Re: [PATCH v4 04/14] PCI/P2PDMA: Clear ACS P2P flags for all devices behind switches
From: Dan Williams
Date: Tue May 08 2018 - 10:31:38 EST
On Mon, Apr 23, 2018 at 4:30 PM, Logan Gunthorpe <logang@xxxxxxxxxxxx> wrote:
> For peer-to-peer transactions to work the downstream ports in each
> switch must not have the ACS flags set. At this time there is no way
> to dynamically change the flags and update the corresponding IOMMU
> groups so this is done at enumeration time before the groups are
> assigned.
>
> This effectively means that if CONFIG_PCI_P2PDMA is selected then
> all devices behind any PCIe switch heirarchy will be in the same IOMMU
> group. Which implies that individual devices behind any switch
> heirarchy will not be able to be assigned to separate VMs because
> there is no isolation between them. Additionally, any malicious PCIe
> devices will be able to DMA to memory exposed by other EPs in the same
> domain as TLPs will not be checked by the IOMMU.
>
> Given that the intended use case of P2P Memory is for users with
> custom hardware designed for purpose, we do not expect distributors
> to ever need to enable this option. Users that want to use P2P
> must have compiled a custom kernel with this configuration option
> and understand the implications regarding ACS. They will either
> not require ACS or will have design the system in such a way that
> devices that require isolation will be separate from those using P2P
> transactions.
>
> Signed-off-by: Logan Gunthorpe <logang@xxxxxxxxxxxx>
> ---
> drivers/pci/Kconfig | 9 +++++++++
> drivers/pci/p2pdma.c | 45 ++++++++++++++++++++++++++++++---------------
> drivers/pci/pci.c | 6 ++++++
> include/linux/pci-p2pdma.h | 5 +++++
> 4 files changed, 50 insertions(+), 15 deletions(-)
>
> diff --git a/drivers/pci/Kconfig b/drivers/pci/Kconfig
> index b2396c22b53e..b6db41d4b708 100644
> --- a/drivers/pci/Kconfig
> +++ b/drivers/pci/Kconfig
> @@ -139,6 +139,15 @@ config PCI_P2PDMA
> transations must be between devices behind the same root port.

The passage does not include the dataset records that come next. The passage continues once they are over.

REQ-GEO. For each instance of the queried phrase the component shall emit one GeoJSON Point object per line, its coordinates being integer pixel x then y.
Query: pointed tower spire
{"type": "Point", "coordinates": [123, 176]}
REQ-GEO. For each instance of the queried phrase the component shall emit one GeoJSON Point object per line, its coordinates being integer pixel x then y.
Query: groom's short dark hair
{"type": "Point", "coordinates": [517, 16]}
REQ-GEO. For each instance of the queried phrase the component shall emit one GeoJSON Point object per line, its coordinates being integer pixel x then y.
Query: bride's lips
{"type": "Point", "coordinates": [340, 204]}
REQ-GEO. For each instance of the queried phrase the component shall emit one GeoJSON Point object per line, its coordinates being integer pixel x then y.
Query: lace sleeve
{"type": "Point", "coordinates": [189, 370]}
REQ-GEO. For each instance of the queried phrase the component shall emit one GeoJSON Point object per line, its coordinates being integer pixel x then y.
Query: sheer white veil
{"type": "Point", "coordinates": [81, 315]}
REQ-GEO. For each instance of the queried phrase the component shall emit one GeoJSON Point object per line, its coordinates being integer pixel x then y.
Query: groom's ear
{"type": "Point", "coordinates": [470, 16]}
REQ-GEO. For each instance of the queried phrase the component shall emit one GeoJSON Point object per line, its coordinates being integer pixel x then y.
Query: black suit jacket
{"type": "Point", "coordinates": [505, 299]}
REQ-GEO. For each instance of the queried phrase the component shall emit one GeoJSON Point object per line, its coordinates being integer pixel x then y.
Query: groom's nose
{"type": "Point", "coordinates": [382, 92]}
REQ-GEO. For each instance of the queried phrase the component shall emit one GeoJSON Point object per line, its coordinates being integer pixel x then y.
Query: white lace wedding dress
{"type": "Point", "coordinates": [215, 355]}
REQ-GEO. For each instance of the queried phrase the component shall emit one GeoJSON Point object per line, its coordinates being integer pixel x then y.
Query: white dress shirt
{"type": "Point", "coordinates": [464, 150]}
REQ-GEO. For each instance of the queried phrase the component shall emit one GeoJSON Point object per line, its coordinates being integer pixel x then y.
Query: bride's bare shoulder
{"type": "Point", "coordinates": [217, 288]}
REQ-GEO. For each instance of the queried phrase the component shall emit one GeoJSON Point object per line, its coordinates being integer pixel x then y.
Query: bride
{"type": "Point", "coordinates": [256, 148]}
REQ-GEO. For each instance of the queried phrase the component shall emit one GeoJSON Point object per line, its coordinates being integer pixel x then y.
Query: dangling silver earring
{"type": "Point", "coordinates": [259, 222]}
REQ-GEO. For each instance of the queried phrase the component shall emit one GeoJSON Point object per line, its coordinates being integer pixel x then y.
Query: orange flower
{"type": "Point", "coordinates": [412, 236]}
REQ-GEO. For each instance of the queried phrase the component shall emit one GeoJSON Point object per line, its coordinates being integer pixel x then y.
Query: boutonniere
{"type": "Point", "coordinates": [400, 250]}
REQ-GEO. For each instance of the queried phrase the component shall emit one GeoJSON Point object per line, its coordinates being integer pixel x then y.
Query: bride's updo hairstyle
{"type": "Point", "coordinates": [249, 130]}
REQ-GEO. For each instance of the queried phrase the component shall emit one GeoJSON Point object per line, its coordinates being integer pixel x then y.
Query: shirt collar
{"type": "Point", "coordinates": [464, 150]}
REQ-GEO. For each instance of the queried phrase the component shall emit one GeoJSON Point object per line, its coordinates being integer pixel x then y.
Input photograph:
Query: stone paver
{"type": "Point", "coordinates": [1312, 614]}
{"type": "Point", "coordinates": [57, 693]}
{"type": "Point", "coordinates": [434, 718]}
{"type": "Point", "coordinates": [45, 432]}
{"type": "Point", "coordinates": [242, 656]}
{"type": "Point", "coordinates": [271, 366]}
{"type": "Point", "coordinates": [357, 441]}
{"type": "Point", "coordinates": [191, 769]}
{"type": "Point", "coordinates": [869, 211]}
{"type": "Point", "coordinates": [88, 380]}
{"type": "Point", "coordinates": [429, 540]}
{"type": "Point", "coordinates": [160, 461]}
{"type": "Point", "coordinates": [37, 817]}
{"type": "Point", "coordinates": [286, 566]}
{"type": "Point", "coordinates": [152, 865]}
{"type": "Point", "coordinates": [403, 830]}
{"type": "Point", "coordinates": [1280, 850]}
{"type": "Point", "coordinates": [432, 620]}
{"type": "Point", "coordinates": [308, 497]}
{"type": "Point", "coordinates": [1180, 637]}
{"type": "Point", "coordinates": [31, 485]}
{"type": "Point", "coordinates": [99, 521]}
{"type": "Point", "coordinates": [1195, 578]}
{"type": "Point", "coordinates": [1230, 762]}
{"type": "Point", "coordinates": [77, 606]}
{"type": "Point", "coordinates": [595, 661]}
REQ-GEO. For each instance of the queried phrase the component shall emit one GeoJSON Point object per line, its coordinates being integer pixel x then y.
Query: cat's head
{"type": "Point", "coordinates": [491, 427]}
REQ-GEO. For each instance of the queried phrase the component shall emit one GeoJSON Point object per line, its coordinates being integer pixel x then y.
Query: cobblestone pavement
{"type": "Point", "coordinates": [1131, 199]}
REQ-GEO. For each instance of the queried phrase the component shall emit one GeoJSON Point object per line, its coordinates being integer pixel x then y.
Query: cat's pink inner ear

> (Typically behind a network of PCIe switches).
>
> + Enabling this option will also disable ACS on all ports behind
> + any PCIe switch. This effectively puts all devices behind any
> + switch heirarchy into the same IOMMU group. Which implies that
> + individual devices behind any switch will not be able to be
> + assigned to separate VMs because there is no isolation between
> + them. Additionally, any malicious PCIe devices will be able to
> + DMA to memory exposed by other EPs in the same domain as TLPs
> + will not be checked by the IOMMU.
> +
> If unsure, say N.
It seems unwieldy that this is a compile time option and not a runtime
option. Can't we have a kernel command line option to opt-in to this
behavior rather than require a wholly separate kernel image?
Why is this text added in a follow on patch and not the patch that
introduced the config option?
I'm also wondering if that command line option can take a 'bus device
function' address of a switch to limit the scope of where ACS is
disabled.